Пэйринг и персонажи
Метки
Описание
Только ты, мой верный ворон, возвращайся фениксом из огня.
Только ты не сгорай, пожалуйста, не сгорай.
Примечания
Возрождаем забытый фэндомом пейринг.
Сборник текстов, бережно написанных для пейринг-аска.
пока цветёт сакура
13 ноября 2024, 10:27
Инадзума сияет вечно — искрами от взрывов искусственных солнц Наганохары, светом меж тонких пальцев лучезарной Макото, бессмертным Альтаиром в мёртвом пространстве беснующегося моря.
Инадзума сияет — выцарапанным на небе криком, глубокими ранами и порезами, танцем громовой птицы над острозубыми склонами острова Сэйрай. И — Райден Эи разбито улыбается бледному рассвету над святилищем Наруками, — Инадзума расцветает подобно сакуре, пока безмятежный покой её сторожит закалённый меч.
Эи сминает губы в тонкую линию и принимает стойку: где-то под кожей мышцы разражаются монотонной болью.

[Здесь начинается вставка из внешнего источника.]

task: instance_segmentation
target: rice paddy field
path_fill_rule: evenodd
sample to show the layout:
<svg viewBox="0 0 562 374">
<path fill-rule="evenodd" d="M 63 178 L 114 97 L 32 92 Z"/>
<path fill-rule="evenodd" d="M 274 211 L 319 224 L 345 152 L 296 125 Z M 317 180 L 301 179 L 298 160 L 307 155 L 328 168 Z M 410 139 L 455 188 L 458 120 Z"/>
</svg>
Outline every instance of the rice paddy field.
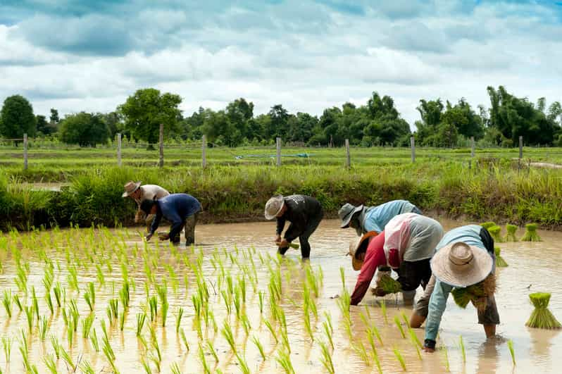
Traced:
<svg viewBox="0 0 562 374">
<path fill-rule="evenodd" d="M 464 223 L 436 217 L 449 230 Z M 498 243 L 498 337 L 449 298 L 434 354 L 392 295 L 349 306 L 354 232 L 325 220 L 309 261 L 282 258 L 272 223 L 197 227 L 196 245 L 135 228 L 12 230 L 0 239 L 2 373 L 556 373 L 562 338 L 527 328 L 531 292 L 562 316 L 558 244 Z M 501 235 L 505 230 L 502 229 Z M 515 235 L 520 238 L 523 230 Z M 420 292 L 420 289 L 418 290 Z M 419 296 L 419 294 L 418 294 Z"/>
</svg>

Статический ток царапает кончики пальцев, рождается музыкой на поверхности нагинаты, выжигает нутро звёздной пылью, стирающей до кровавых мозолей ладони. Эи верит, что эти ощущения не могут принадлежать ей: длинные царапины на бёдрах, слёзы приложившейся к её плечу сестры, микрокосмос гематом под тяжёлыми самурайскими содэ, гарь мёртвой земли, оседающая на альвеолах, и крикикрикикрики. Ведь под каркасом не должно быть ни страхов, ни сожалений: они — архонты — воплощение первородной стихии, заточённой в хрупкую оболочку, непреложная истина на устах своего народа, фундамент, держащий их-чертово-ложное-небо на воображаемых ниточках. Они — смесь белого с чёрным, божественной святости и непримиримых пороков, величие Тейвата и его позорная страница истории.
Когда солдаты генерала у костров разливают сакэ и смеются слишком долго и протяжно, Эи не смеет сказать и слова: слушает их заунывные песни в тщетных попытках познать истину, за те сотни дней, проведённых плечом к плечу, под пеплом сизых облаков, под градом стрел, в ней родилось уважение к каждому, кто готов сложить голову на плаху во имя сёгуната.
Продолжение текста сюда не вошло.